Members of the Iraqi forces drive a BMP-1 infantry fighting vehicle as they advance on the outskirts of Mosul. Picture: AFP / SAFIN HAMED
THE Iraqi military said Sunday that soldiers south of Mosul have recaptured the Nimrud area, home to the site of an ancient Assyrian city that was blown up by the Islamic State group.
“Units of the 9th Armoured Division completely liberate the Nimrud (area) and raise the Iraqi flag over the buildings,” Iraq’s Joint Operations Command (JOC) said in a statement quoting a top military officer.
The JOC did not specifically mention the Nimrud archaeological site, which is located a little over a kilometre west of the village that bears its name.
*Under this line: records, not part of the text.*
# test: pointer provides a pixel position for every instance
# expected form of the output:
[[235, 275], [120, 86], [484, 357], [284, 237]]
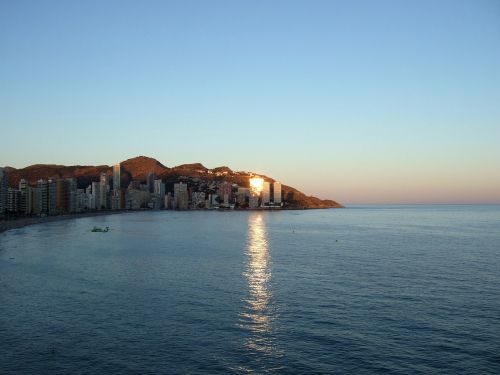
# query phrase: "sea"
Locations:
[[360, 290]]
Archaeologists excavate the remains of a lion statue in Nimrud. The site is said to have been utterly destroyed by Islamic State.Source:AFP
Iraqi forces seeking to drive IS from second city Mosul also retook another village southeast of the site of Nimrud, which was founded in the 13th century and was one of the great centres of the ancient Middle East.
The city became the capital of the Assyrian empire, whose rulers built vast palaces and monuments that have drawn archaeologists from around the world for more than 150 years.
American Schools of Oriental Research (ASOR) late last week released a set of satellite images which show retreating Islamic State jihadists have all but destroyed the remains of two ancient Assyrian capitals near Mosul.
The famous, 2900-year-old mud-brick ziggurat of Nimrud appears to have been bulldozed in recent weeks, along with several outlying ancient structures.
Advancing Kurdish forces have added to the destruction of the region’s history, ripping up the site of Dur-Sharrukin to create trenches and defensive mounds.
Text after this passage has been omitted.